171  2.  **Style Drift Rate (Target: 0%):** The % of tasks where the agent successfully references and mimics a pattern from the `examples/` directory. (100% target in v2 is ambitious, 0% drift is the canonical goal).
172  3.  **Surgical Purity (Target: >95%):** The % of code changes that are strictly within the "Scope Boundaries" declared in the Pre-Flight Journal.
173  4.  **Adherence Adherence:** The % of tasks where the Verification Gate detected *zero* violations.
174  
175  ---
176  
177  ## 9. Implementation Roadmap
178  
179  Merged and streamlined for execution.
180  
181  ### Phase 1: The Core (Week 1-2)
182  *   Define the 4 skill modules (`skills/`) as standalone prompt templates (PRD v1).
183  *   Implement the Complexity Orchestrator rule-based logic (Score 1-10).
184  *   Create the top-level CLAUDE.md master file.
185  
186  ### Phase 2: The Context (Week 3)
187  *   Create the `examples/` repository with 2-3 initial Gold Standard patterns and Anti-Patterns (PRD v2).
188  *   Build the `templates/session_journal.md` and ensure skills dynamically reference it.
189  
190  ### Phase 3: The Mirror & The Gate (Week 4-5)
191  *   **The Mirror:** Test the "Journal" templates with a Pi agent to ensure it generates structured reflections and doesn't hallucinate the patterns.
192  *   **The Gate:** Integrate the Verification Gate into the Pi Reviewer Agent workflow.

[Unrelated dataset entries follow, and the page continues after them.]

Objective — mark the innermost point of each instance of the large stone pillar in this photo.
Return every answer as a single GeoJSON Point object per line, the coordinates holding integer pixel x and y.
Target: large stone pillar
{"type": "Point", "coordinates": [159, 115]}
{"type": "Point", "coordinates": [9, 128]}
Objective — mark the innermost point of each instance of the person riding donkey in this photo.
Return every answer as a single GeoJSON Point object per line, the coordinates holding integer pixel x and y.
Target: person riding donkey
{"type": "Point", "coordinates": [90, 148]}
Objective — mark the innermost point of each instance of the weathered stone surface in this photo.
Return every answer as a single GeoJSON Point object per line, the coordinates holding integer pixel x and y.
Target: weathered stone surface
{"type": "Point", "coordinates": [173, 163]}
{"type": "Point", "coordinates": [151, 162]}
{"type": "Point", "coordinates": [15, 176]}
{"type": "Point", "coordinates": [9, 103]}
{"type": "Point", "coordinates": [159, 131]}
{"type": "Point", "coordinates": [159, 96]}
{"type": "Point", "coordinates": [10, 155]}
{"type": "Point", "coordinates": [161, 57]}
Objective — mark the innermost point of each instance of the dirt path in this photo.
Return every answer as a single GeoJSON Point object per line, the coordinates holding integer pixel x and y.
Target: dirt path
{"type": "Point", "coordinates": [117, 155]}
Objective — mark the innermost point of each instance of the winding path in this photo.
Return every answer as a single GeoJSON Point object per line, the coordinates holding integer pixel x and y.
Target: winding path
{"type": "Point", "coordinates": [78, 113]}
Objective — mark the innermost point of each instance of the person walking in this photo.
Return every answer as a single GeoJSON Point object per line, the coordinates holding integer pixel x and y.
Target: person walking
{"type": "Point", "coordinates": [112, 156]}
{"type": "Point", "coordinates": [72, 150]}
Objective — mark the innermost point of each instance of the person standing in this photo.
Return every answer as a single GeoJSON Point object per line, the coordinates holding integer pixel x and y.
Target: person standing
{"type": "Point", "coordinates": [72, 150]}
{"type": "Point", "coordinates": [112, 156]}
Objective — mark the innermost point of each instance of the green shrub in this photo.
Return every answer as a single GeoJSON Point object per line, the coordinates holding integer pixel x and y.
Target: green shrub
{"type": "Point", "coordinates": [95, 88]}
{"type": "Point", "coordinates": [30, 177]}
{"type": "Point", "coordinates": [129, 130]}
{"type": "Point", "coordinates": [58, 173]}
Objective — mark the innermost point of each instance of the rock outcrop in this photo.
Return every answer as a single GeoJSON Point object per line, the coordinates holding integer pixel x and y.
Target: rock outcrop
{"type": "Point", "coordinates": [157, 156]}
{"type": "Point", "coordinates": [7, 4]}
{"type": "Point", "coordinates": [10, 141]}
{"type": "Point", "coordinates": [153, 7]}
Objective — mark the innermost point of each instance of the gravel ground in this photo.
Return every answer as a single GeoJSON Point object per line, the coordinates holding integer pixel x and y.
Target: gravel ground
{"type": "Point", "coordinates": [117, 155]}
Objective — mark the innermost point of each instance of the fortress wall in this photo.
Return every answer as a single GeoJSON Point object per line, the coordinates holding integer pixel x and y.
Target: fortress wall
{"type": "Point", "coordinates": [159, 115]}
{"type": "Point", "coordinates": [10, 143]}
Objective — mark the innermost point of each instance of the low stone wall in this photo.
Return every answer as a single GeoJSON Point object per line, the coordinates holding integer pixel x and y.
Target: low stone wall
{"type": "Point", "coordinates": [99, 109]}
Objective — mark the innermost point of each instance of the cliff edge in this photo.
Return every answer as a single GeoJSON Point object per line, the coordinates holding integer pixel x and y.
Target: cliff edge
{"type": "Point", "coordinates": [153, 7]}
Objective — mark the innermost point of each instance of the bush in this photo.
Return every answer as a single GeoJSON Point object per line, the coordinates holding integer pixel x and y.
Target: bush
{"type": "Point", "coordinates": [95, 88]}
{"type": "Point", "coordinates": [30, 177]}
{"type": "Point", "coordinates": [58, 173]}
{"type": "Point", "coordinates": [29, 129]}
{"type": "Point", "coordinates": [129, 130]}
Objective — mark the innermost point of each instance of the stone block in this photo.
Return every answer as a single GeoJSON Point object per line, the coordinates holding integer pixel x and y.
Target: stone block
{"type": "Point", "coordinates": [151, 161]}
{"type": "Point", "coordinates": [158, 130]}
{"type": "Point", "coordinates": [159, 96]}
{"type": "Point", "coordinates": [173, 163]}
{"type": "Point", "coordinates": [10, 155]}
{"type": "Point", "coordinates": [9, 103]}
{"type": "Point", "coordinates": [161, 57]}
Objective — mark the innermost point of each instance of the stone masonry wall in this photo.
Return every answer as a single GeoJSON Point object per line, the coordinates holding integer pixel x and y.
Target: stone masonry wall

Ensure the Reviewer reads the Journal *before* looking at the code.
193  
194  ### Phase 4: Feedback Loop (Week 6+)
195  *   Build a mechanism to track Adherence Reports.
196  *   Expand the `examples/` directory based on real tasks encountered.

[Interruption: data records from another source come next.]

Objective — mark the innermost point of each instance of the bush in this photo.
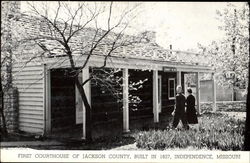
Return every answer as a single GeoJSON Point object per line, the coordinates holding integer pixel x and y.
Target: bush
{"type": "Point", "coordinates": [216, 131]}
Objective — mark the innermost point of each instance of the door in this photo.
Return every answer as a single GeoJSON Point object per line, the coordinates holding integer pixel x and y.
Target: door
{"type": "Point", "coordinates": [78, 104]}
{"type": "Point", "coordinates": [159, 92]}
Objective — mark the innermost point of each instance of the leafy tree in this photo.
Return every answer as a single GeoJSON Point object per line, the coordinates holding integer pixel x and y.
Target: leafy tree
{"type": "Point", "coordinates": [230, 55]}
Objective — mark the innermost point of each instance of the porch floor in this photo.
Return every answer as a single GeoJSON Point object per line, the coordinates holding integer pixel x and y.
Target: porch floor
{"type": "Point", "coordinates": [114, 128]}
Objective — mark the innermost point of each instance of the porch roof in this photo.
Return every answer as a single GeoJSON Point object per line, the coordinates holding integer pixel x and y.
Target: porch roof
{"type": "Point", "coordinates": [127, 62]}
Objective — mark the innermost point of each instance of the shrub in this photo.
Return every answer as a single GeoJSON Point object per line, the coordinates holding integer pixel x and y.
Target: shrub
{"type": "Point", "coordinates": [216, 131]}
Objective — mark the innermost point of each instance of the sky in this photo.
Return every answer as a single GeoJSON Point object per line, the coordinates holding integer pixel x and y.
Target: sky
{"type": "Point", "coordinates": [181, 24]}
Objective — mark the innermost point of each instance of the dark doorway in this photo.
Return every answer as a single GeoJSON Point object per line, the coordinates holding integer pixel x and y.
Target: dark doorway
{"type": "Point", "coordinates": [62, 100]}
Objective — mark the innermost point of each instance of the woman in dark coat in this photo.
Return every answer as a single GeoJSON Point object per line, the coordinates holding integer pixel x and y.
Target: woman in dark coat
{"type": "Point", "coordinates": [191, 112]}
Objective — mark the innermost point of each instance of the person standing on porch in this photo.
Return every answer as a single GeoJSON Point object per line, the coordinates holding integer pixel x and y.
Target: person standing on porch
{"type": "Point", "coordinates": [191, 111]}
{"type": "Point", "coordinates": [179, 112]}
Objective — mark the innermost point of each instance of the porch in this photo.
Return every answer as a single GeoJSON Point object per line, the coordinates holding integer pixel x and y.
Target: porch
{"type": "Point", "coordinates": [158, 68]}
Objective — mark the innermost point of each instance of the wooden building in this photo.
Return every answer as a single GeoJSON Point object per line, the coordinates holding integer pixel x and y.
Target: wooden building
{"type": "Point", "coordinates": [48, 99]}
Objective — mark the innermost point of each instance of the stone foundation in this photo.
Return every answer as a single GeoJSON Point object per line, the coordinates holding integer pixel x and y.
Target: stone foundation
{"type": "Point", "coordinates": [11, 109]}
{"type": "Point", "coordinates": [228, 106]}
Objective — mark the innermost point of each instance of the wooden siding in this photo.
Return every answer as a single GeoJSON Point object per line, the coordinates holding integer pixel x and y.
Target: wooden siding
{"type": "Point", "coordinates": [30, 83]}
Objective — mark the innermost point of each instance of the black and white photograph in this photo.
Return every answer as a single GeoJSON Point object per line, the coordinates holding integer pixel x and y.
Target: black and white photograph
{"type": "Point", "coordinates": [128, 81]}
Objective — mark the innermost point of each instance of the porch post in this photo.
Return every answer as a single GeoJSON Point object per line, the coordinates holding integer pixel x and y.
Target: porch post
{"type": "Point", "coordinates": [155, 96]}
{"type": "Point", "coordinates": [125, 101]}
{"type": "Point", "coordinates": [85, 76]}
{"type": "Point", "coordinates": [214, 92]}
{"type": "Point", "coordinates": [178, 77]}
{"type": "Point", "coordinates": [198, 91]}
{"type": "Point", "coordinates": [47, 99]}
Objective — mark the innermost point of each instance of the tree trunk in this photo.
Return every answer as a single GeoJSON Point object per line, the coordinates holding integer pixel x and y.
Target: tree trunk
{"type": "Point", "coordinates": [4, 128]}
{"type": "Point", "coordinates": [88, 110]}
{"type": "Point", "coordinates": [247, 130]}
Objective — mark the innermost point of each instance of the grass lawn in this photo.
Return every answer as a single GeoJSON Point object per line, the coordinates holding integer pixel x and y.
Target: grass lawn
{"type": "Point", "coordinates": [217, 131]}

197  *   Open-source the skill framework if successful.
198  
199  ---
200  
201  *"The bottleneck is no longer coding — it's specification and review."*
202  *(Merged quote from v1 & v2)*
203  
204  This framework doesn't try to make the model code better. It makes the model **specify better (Pre-Flight), reference reality (Context), and review rigorously (Post-Gate)**, which is where the actual value lies.